DEAR MISS MANNERS: Up until about a year ago, I habitually self-injured. I was able to work through my problems and cut out the habit, but I am left with a number of scars on my legs. They are visible from a distance and clearly (at least to anyone even marginally aware of the nature of accidents) deliberately inflicted.
It’s usually not a social problem, as regular pants cover them nicely. But when I wear shorts or skirts, people (friends, acquaintances and strangers) ask about them, or worse, simply point them out. This is usually in casual conversation, often in a group.
The people with whom I am comfortable openly discussing this are already aware of my situation. I realize that others are trying to show concern, but even if I responded honestly, it’s probably not a conversation they actually want to have.
I usually get flustered and make a lame excuse or change the subject. What would be a good way to casually discourage additional conversation on the topic without getting flustered or killing the mood?
GENTLE READER: “I walked into a lawn mower.” Or perhaps, “I really have to buy a better shredder.” Or whatever else occurs to you that is outrageous enough to make it clear that you are joking.
The dense may have follow-up questions, to which you should reply firmly, “Thank you for your interest, but I’m fine now.” Notice that Miss Manners calls it “interest,” not “concern.” As old scars would show that you are not in immediate danger, those inquiries are not compassionate but merely nosy.
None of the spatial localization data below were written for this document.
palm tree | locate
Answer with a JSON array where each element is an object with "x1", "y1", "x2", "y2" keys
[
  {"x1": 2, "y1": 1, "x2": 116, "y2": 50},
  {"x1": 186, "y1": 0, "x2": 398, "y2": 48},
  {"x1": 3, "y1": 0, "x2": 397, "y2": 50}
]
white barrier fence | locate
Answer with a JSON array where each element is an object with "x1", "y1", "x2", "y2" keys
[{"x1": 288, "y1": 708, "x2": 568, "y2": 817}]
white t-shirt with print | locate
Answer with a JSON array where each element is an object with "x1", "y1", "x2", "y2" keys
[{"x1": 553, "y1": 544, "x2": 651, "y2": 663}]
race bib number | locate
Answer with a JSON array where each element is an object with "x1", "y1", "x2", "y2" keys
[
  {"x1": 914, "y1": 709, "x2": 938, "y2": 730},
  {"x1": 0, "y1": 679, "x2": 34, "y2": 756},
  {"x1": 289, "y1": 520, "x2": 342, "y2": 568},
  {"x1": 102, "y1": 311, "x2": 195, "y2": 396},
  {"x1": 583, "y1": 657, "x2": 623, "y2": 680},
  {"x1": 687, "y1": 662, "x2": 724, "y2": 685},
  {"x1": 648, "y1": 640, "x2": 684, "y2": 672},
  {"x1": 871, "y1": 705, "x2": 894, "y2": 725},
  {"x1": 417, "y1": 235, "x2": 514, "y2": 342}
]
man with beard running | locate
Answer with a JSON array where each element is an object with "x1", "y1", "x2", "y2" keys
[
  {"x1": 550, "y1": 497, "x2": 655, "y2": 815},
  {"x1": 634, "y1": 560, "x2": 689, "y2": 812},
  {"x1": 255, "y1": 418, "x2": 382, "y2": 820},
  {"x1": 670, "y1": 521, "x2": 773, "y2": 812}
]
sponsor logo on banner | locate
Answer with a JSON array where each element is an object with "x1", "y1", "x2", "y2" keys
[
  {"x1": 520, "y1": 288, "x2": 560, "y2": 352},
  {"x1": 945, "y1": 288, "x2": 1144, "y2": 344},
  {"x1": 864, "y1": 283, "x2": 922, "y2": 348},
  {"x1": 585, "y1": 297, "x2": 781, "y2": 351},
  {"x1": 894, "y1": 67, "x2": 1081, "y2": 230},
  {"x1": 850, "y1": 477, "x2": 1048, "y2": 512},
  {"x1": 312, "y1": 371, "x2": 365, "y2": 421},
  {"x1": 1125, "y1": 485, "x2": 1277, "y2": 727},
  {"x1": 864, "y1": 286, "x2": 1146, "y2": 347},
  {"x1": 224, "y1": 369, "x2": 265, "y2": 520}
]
DEAR MISS MANNERS: What is the correct thing to do if you are to attend a baby shower, but then you have a funeral for a family member (a not-close in-law) happen at the same time? Attend the already RSVP’d shower or the funeral?
GENTLE READER: The funeral. Miss Manners recognizes few excuses for canceling a social commitment, but death is a legitimate excuse. No one will think you have abandoned the shower for something that promises more fun.